Al Zawahiri seemed determined to “reinvigorate AQ and reverse its shrinking prestige in the era of IS” and for this purpose, he formed Al Qaeda in the Indian Subcontinent (AQIS) to drag Indian Muslims into its fold.

AQIS has been able to launch some high-profile, albeit unsuccessful attacks in Pakistan including the attempted hijacking of a Pakistan Navy ship. “Even though the allegiance of small groups to IS may not detract much from AQIS in the near term, it does represent a development among Pakistan-based Jihadi groups that could benefit IS over time.”

Shared ideology

The study opines that IS espouses the militant Salafi thought and the growth of this school of thought in Pakistan is partly responsible for the rise of IS. “This is not to say that the rise of IS has been caused directly by the seminaries but they do propagate thought that militant groups like IS can later exploit.”

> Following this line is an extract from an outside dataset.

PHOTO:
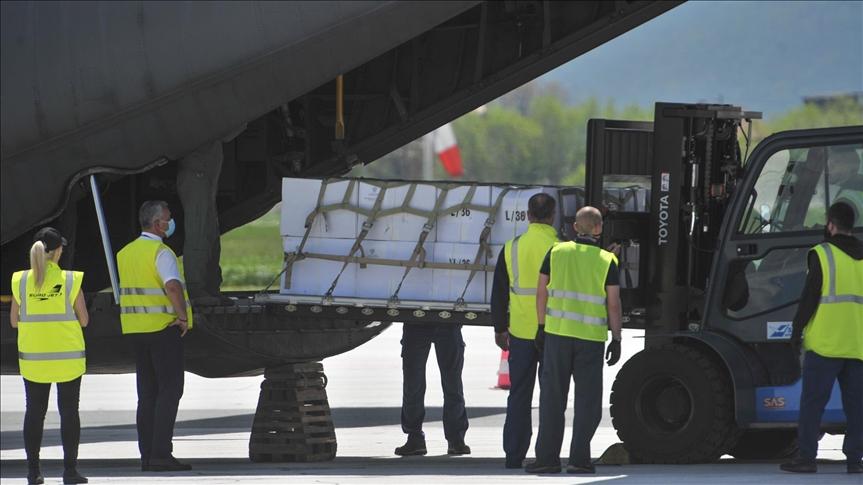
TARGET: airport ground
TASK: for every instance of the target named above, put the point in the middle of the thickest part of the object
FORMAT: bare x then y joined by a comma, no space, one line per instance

Apart from mushroom growth of seminaries, another factor, which may help IS find sympathisers are guest workers in Arab Gulf countries who have adopted the Salafi thought, for instance, the family of Tashfeen Malik, one of the San Bernardino shooters, says the study.

Another factor, which may help IS find support in Pakistan can be shared hatreds.

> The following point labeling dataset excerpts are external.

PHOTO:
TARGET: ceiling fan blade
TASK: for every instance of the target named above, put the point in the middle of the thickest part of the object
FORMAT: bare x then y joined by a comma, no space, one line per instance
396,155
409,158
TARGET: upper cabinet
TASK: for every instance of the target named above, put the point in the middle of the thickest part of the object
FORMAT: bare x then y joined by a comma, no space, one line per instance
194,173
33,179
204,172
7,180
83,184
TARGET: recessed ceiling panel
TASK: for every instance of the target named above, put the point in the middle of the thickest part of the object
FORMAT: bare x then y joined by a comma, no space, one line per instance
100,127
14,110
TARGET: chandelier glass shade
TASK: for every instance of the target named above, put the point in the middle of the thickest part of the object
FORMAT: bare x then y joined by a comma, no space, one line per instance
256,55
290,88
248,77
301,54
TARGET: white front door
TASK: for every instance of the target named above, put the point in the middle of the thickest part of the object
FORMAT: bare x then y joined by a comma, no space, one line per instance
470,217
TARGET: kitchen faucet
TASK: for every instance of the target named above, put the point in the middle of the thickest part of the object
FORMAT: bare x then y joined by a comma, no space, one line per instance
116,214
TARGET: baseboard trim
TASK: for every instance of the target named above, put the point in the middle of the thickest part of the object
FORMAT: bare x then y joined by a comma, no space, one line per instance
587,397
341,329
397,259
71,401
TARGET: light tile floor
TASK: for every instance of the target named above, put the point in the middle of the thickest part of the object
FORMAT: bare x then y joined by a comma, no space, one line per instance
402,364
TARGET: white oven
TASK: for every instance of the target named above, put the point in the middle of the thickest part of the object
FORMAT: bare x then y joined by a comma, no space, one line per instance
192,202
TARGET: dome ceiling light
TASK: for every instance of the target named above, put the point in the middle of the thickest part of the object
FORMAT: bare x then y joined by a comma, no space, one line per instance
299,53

The study fears that since sectarian hatreds in Iraq and Syria have provided fertile ground for IS’s resurgence, the leading Sunni extremist outfits in Pakistan may also create a fertile ground for IS’s expansion here. “Some of the hostilities in South Asia have been spillover from the ongoing cold war between Saudi Arabia and Iran.”

The study says that sectarianism in Pakistan may provide a conducive environment to IS to spread its tentacles. It also quotes a report of Balochistan government submitted to the federal government in 2014, which states that IS has offered sectarian militant groups to join hands in Pakistan.

IS plans and perils

IS’s plans in Pakistan depend on how one views its goals, if the intent is to create a state as it did in Iraq and Syria, then it will be difficult for the outfit to do in Pakistan, says the study.

For the last 13 years, Islamabad has responded harshly to the elements like IS inside its borders. “In some ways, what IS achieved in Iraq and Syria is similar to what the TTP achieved in parts of FATA, where there had been an administrative vacuum. For quite some time, the TTP had its emirate in North Waziristan but this emirate was not allowed to show its flags in Pakistan’s heartland.”

If IS focused on less populated area, it was bound to face American drone strikes. The US generally targets foreign fighters not the local TTP insurgents. The drones have been able to cause more damage to AQ’s leadership than any other means, and IS will have to face the same, says the study.

Moreover, the US had recently declared IS (Khurasan) a terrorist outfit and several of its Pakistani leaders have been killed in drone strikes such as Hafiz Saeed Khan, a former Guantanamo detainee and the emir of Khurasan Waliyat, Shahidullah Shahid, former spokesperson of TTP-Fazlullah group who lost life along with other lieutenants.

The study says lack of leadership appears to be a major obstacle for IS as it has not been able to find ‘charismatic leadership’ to lure fresh recruits. Without such a leadership, IS may not be able to establish its rule over any territory within Pakistan as it did in the Mideast.

Finally, unlike in Syria-Iraq, IS may find it hard to inspire foreigners to fight in Pakistan. Many foreign militants had already left Pakistan to escape military onslaught or to participate in battles in the Mideast.

“This may prove to be a constraint if IS’s plans for expansion require recruiting in Pakistan from the available pool of foreign insurgents.” Despite that IS may have some openings in the country that it can exploit, says the study.

The focus now is on tribal areas as a likely theater for IS expansion but the real threat may come from IS luring individuals to its ideology in urban areas particularly educated individuals.

In addition, IS’s shared sectarian hatred may provide it opportunities to widen its network by recruiting sectarian militants particularly in Punjab.

“In the end, while IS may find it hard to extend its control to Pakistan, it may be able to cobble together adherents, fighters and polemicists to cause turmoil in Pakistan for years to come,” the study concludes.